The vehicles are called “Transporters,” and the partnership will help to produce over 35,000 Mobileye-driven Transporters by 2028, the release stated.
Operations will begin commercially by 2023 in what the release stated is likely “the first large-scale deal for a self-driving system and signals that Mobileye Drive is ready for commercial deployment in solutions involving the autonomous movement of goods and people.”
As last-mile delivery is one of the more expensive aspects of distribution and accounts for around 53 percent of the overall cost of goods, Udelv’s Transporters aim to increase the accuracy of that type of distribution. They will look to help everything from “baked goods and auto parts to groceries and medical supplies,” according to the release.

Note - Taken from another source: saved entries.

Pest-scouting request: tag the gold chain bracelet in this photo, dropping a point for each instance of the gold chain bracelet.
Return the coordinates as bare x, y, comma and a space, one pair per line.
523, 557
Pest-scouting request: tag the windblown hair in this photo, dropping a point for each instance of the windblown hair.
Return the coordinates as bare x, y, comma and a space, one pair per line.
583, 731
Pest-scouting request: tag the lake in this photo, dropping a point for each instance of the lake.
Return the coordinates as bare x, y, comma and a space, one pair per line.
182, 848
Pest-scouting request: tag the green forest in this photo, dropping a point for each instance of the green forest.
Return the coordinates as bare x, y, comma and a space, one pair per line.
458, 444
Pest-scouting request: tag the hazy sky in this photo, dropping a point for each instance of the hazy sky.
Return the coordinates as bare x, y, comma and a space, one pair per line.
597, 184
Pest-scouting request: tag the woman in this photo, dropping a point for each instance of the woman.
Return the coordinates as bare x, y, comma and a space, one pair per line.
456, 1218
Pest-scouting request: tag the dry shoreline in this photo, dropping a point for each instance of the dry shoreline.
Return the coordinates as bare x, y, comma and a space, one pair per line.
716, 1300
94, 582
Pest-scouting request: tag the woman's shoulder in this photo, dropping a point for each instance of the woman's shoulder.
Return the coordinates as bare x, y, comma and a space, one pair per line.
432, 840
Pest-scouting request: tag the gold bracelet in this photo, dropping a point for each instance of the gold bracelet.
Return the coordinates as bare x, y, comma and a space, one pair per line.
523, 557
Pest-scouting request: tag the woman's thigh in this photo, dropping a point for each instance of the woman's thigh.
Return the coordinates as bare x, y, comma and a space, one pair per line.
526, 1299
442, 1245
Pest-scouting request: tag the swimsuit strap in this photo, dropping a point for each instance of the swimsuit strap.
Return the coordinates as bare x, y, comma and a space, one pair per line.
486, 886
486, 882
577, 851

The companies also hope the new service will address the shortage of drivers making it harder for companies to keep pace, the release stated. More consumers have been using eCommerce for their shopping needs, which could raise the volume of urban last-mile orders by 75 percent to 80 percent by 2030.
“Our deal with Udelv is significant for its size, scope and rapid deployment timeline, demonstrating our ability to deliver Mobileye Drive for commercial use now and in volume,” said Mobileye President and CEO Amnon Shashua in the release.
Udelv Co-Founder and CEO Daniel Laury said in the release that Mobileye is “the only company providing a full-stack self-driving system with commercial viability and scale today. The readiness of Mobileye Drive, along with its vast map coverage of North America, Europe and Asia, will allow us to ramp up the production and deployment of Udelv Transporters and rapidly offer the service at scale to our expanding list of customers.”
In January, Mobileye was working on updates for its autonomous vehicle products and planned to launch test fleets in Detroit, Tokyo, Paris and Shanghai. Those cities were chosen based on the number of customers that could be accessed along with the regulatory environments.